Explore the history of Brooklyn's WATERFRONT

the Brooklyn Historical Society DUMBO brings to life the vibrant history of Brooklyn’s coastline

Explore the history of Brooklyn's WATERFRONT

Brooklyn Heights
Beyond South Brooklyn

Beginning January 20, the Brooklyn Historical Society DUMBO brings to life the vibrant history of Brooklyn’s coastline through stories of workers, artists, industries, activists, families, neighborhoods, and ecosystems with WATERFRONT.

WATERFRONT is an exhibition and multimedia experience for all ages that traces a personal, local history of the borough’s waterfront while also revealing the coastline's global significance. The exhibition engages with important debates about the shoreline’s future by taking on the waterfront’s most pressing contemporary topics including sea level rise and gentrification.

The highlights of the show include:

  • Landfilling the Shore: Visitors explore a sculptural installation of 82 archaeological artifacts excavated from the ground beneath Empire Stores.
  • Brooklyn Bivalves tells quirky story of oysters and sewage in the early 20th century.
  • An Unfree Waterfront: the untold stories of three enslaved Brooklynites and their struggle for freedom.
  • The Walled City: the sights, sounds, and smells of Brooklyn’s 19th-century warehousing district.
  • A Laboring Family: the story of one 19th-century Empire Stores dockworker, Michael Harkins, and his family.
  • Factory Women honors centuries of women workers along the waterfront, and provides a dress-up and play opportunity for younger visitors.
  • After Industry: Salvaged artifacts and oral histories tell the story of the waterfront’s midcentury economic decline and its 21st century rebirth.
  • Rising Waters: Through a series of short videos, historians, business owners, politicians, scientists, and activists explore key questions about climate change and sea level rise.

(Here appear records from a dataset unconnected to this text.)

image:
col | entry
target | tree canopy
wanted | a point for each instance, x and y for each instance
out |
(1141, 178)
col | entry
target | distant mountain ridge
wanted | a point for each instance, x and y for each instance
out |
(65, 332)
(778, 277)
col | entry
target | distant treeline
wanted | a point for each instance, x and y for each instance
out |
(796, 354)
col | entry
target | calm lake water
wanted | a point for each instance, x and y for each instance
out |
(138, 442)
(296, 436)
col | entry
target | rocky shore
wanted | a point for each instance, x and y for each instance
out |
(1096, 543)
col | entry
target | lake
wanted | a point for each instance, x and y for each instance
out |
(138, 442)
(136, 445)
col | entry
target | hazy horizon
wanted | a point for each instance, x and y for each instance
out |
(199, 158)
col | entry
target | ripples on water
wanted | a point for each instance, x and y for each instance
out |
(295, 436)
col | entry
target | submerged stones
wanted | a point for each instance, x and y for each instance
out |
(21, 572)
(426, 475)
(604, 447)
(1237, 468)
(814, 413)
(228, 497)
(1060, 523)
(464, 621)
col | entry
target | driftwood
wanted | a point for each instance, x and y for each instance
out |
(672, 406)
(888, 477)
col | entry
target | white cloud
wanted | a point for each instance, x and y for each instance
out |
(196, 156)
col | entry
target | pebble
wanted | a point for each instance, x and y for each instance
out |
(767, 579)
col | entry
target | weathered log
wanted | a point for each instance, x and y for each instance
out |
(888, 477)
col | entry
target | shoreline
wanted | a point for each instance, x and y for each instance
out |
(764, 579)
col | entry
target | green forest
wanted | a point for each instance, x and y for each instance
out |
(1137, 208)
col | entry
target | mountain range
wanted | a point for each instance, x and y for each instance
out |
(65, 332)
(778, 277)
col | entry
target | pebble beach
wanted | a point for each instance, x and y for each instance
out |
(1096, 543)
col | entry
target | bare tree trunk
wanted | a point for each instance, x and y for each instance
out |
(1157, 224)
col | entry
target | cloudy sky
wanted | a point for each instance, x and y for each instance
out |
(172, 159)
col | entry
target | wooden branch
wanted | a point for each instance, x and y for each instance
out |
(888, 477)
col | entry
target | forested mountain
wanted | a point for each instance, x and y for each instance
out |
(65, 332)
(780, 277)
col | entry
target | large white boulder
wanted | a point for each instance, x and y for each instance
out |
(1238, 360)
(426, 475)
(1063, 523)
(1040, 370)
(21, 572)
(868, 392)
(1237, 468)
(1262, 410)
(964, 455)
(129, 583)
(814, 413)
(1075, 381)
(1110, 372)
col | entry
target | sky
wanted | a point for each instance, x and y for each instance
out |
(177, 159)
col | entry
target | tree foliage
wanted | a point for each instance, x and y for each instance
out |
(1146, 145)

If you read The Great Bridge: The Epic Story of the Building of the Brooklyn Bridge by David McCullough, the narrow walkway first placed between the towers was an amazing trek from Brooklyn to Manhattan. This is the first image I have seen of that. I love the long coats and top hats for taking an incredibly scary walk. 


The exhibition also features two cutting-edge digital installations sure to be shared by many visitors over social media.

At Water’s Edge, an eight-minute multimedia experience, introduces visitors to the epic sweep of more than 20,000 years of Brooklyn’s waterfront history and glimpses its future. The installation transports visitors into the landscapes, sights, and sounds of ten moments in the waterfront’s past.

Using Kinect technology, History in Motion drops visitors into ten historic paintings and photographs, records them interacting with historical figures and objects, and weaves their actions into a 60-second movie starring themselves that can be shared on social media.

The exhibit space within Empire Stores is the Brooklyn Historical Society's first expansion from their Brooklyn Heights location. It is the perfect location for WATERFRONT. Situated in Brooklyn Bridge Park, Empire Stores is one of the few remaining 19th-century warehouses that once lined Brooklyn's waterfront. Erected between 1869 and 1885, Empire Stores housed countless tons of coffee, sugar, jute, animal hides, and many other commodities when Brooklyn was one of the largest commercial waterfronts in the world. Redeveloped and reopened in 2017, Empire Stores is now a hub of food, culture, and tech with BHS DUMBO as the sole cultural institution in the complex.